The airline industry has been one of the many sectors that have been hit hard following the on-going coronavirus pandemic, not just at home but also around the world, with airlines continuing to implement moves that they hope will keep their organizations operational.
As part of the government’s recent handouts of loans and grants to businesses, it was believed that the travel industry would start to bounce back once the world re-opened. However, the initial few weeks that many countries thought it would take to work through the health crisis has passed and we are now entering the tenth month of coronavirus in the world.
This shocking statistic means that while the travel industry was able to pause for a short period of time, long term it has seen negative effects that have been catastrophic.
Not all airlines were able to receive any financial support and those that did, including American Airlines and United Airlines, had provisions written into their terms that the money would be used to pay employees wages.
With the CARES Act coming to an end a collection of airlines has been working together to demand a six-month extension to the aid as passenger levels are only at around a third of the pre-pandemic levels.
However it has been reported that despite the extra money that airlines have received, employees will still be losing their positions.
The most recent is American Airlines who have confirmed that around 19,000 of their employees are facing furlough after they failed to come up with an agreement for more US federal aid.
Unions and passenger airlines have launched a campaign for a further $25 billion to pay for their employees, however there are issues with the negotiations of the pandemic-relief measure.
And they are not the only airline to be reducing their workload as United Airlines has also implied that around 12,000 of their employees could also be furloughed.
The announcements would be two of the biggest involuntary job losses in the industry due to coronavirus.
Currently the American government is trying to come up with a plan that would appeal to both Democrats and Republicans and would provide much needed aid to businesses that need it. As the travel industry remains at an all time low billions of dollars are continuing to be lost. And while some may feel that further handouts from the government is pushing the economy further into debt, without it the unemployment benefit bill could spiral out of control.
Yet with the country’s two political parties continuing to disagree on the future of the relief aid, industry officials are beginning to face the fact that the airline industry’s future does not look as positive as they would hope.
It is not just America that is struggling to cope with the continuing travel restrictions. The reduced number of flights between America and the UK is believed to be costing the UK economy around $14 billion with several of their airlines, such as ‘no-frills’ airline Flybe, also being forced to close. The number of job losses in all aspects of the travel sector is also continuing to increase.
According to a recent report on behalf of the aviation industry, it has also been claimed that $42 million could be wiped from the UK GDP each day while the travel restrictions are kept in place.
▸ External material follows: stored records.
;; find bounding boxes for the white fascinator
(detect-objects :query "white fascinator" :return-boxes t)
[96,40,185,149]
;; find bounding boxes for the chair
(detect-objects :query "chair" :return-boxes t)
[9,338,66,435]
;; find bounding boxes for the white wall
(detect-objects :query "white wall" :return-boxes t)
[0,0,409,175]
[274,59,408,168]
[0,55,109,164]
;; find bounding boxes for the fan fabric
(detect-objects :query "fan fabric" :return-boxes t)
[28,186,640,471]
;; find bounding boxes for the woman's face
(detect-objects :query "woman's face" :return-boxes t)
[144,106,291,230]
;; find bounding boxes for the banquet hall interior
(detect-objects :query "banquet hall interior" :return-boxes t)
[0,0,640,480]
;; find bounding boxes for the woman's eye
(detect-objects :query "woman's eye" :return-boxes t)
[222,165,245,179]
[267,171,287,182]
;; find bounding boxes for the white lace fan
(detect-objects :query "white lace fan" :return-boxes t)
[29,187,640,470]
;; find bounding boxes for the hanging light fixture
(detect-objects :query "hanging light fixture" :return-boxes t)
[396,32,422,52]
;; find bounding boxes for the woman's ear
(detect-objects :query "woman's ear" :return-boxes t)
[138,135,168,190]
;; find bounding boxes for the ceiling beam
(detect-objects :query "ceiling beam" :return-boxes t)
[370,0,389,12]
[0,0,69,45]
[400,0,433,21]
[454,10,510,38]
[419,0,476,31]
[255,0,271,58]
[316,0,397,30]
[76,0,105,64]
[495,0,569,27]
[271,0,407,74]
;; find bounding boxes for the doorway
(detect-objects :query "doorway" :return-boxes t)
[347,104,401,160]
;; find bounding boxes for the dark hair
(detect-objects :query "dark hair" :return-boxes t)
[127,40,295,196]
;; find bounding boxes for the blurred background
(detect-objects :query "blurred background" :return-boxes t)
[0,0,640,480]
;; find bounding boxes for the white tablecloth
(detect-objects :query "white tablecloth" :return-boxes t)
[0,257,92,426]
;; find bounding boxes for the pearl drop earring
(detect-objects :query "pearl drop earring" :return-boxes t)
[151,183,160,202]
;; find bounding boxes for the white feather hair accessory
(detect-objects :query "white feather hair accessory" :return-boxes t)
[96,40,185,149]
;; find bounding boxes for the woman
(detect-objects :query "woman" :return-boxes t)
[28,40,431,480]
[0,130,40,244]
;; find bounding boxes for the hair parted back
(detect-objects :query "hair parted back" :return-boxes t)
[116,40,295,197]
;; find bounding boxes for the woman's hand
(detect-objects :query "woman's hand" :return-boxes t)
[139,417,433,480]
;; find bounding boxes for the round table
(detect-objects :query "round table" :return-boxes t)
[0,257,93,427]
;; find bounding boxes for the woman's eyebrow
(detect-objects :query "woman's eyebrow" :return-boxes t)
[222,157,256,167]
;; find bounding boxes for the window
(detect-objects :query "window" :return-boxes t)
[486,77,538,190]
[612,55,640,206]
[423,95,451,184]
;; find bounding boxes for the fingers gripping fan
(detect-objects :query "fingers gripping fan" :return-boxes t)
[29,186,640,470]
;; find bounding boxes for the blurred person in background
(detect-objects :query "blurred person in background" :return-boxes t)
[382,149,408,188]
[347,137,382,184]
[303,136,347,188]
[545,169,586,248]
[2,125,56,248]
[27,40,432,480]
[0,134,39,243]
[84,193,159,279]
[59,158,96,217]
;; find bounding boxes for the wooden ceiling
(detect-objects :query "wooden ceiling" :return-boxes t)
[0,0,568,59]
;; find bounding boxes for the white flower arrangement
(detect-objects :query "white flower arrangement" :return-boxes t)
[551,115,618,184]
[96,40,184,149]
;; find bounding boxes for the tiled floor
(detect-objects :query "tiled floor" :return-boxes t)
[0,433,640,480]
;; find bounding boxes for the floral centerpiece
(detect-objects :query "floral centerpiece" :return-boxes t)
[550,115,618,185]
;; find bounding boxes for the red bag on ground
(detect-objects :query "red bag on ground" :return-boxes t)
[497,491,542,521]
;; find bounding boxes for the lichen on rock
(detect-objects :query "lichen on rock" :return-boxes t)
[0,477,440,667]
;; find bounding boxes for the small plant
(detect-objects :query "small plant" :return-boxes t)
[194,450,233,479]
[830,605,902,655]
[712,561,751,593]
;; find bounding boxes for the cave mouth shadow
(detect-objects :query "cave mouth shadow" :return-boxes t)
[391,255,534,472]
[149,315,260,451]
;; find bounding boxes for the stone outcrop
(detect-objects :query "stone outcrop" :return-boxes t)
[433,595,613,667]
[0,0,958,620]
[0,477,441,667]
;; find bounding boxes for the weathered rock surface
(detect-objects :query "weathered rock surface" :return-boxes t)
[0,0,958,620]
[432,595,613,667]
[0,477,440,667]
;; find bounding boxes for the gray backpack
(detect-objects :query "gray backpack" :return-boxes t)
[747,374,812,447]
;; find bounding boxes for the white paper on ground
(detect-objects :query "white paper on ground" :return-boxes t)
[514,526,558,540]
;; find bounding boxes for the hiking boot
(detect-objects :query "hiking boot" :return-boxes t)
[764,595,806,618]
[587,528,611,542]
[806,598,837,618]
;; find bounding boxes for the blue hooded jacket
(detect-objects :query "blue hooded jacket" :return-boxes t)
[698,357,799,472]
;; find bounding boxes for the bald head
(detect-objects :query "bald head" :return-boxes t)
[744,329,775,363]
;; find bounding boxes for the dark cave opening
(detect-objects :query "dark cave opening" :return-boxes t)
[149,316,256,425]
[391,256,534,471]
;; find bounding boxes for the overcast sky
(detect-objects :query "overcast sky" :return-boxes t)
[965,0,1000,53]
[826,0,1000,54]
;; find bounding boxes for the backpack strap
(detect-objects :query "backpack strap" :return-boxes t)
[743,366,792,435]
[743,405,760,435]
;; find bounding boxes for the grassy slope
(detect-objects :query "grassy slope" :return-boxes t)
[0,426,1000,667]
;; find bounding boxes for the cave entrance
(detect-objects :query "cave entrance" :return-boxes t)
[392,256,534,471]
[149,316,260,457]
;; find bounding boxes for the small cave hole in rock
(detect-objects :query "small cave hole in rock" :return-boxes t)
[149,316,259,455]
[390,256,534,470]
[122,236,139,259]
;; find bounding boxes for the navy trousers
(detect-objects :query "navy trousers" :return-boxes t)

It also discovered that the total capacity of flights between America and the UK were down by 85 per cent compared to the same time last September.
The research was carried out by York Aviation on behalf of IAG who own British Airways, the airline trade body Airlines UK, aviation services organization Collinson as well as Heathrow Airport.
In recent weeks an air bridge between New York and London was demanded by airline bosses including Virgin Atlantic’s chief customer and operating officer Corneel Koster, in an attempt to bring a much needed boost to the economies from tourism.
The airline – alongside others including Lufthansa, United, American and IAG – had also been pressuring governments in both countries to introduce airport testing for covid-19 rather than the mandatory self-quarantine period of 14 days that is currently in the UK, with a letter to those in power stating that the airlines “believe it is critical to find a way to reopen air services between the U.S. and Europe.”
Many travelers when questioned confirmed they would rather not travel than have to stay at home for two weeks on their return.
However JetBlue, American Airlines, Hawaiian and United airlines have confirmed they and planning to introduce these tests in airports throughout America.
While this should be seen as good news for travelers itching to get back in the air the tests would not be mandatory and they would also cost the traveler between $80 and $250.